Of course “Asia” as a term invites so much complexities and the “art” produced within this simplistic geographical domain are more complex than ever. Though the geographical demarcation of what constitutes Asia appears simplistic, for example, the division of North Asia, South Asia and Southeast Asia as being employed by the author, these divisions were made based on the fact that they would make the research subjects more manageable. The second division employed by the author is time; the book is divided into 1900-1940, 1940- 1960, and 1960-2000.
The book discusses the major themes and practices of art in Asia within this wider geographic context, with the focus on development in art and arts practices, in particular those adapted from the outside especially in the context of “the new”. Carroll addresses in the first chapter a few major points that are pertinent to the discussion of the study of art in Asia in response to the West – such as the issue of art as copies or derivatives; the burden of Asian artists who are expected to never deviate from their art’s pure traditional form; terminologies from the West being used in the context of Asian art; the impact of the western preference for individual practice and innovation, compared to the importance in Asia of the master-pupil relationship, consensus and a desire for calm.
Although Carroll’s attempts to tease out the overall development of art in this context is commendable, I find that certain complexities should be explored by, for example, looking at how artistic practices in the various geographical areas of Asia influence each other and how they perhaps extend beyond these regions. Though the approach of this book is straightforward and is undoubtedly very useful to those who are interested in a preliminary survey of the situation in Asia’s art world, the attempt to cover multiple Asian regions means that not all aspects and complexities in the framework of Asian art can be addressed. For example, the ever problematic limited development of art critics and criticism.
As an art historian working on Malaysian art, there is still this deep sense of how art in Southeast Asia is in uncharted territory, not yet detangled and conceptualized. Art of ASEAN, as noted by the author, is “very different in terms of interests, focus and capacity” (p. 169).
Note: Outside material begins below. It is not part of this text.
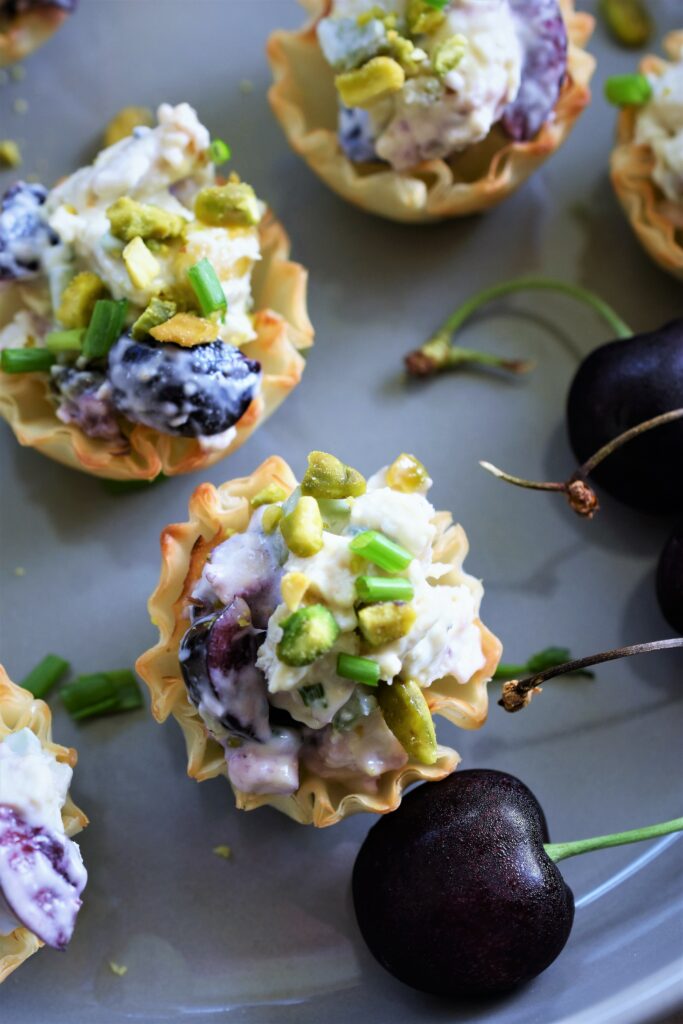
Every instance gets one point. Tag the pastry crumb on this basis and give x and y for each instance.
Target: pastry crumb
(10, 155)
Each country’s approach of nation building in Southeast Asia, its unexpected consequences and the new possibilities that can occur due to extensive flows in capital, culture and people are one of the topics that should be further explored and discussed and the idea of a single modern Asian art and the one-way flow of influence from the West to Asia in general, should be explored further to prove that the persistent complex ebb and flow of information and transformations within and across the region do interact.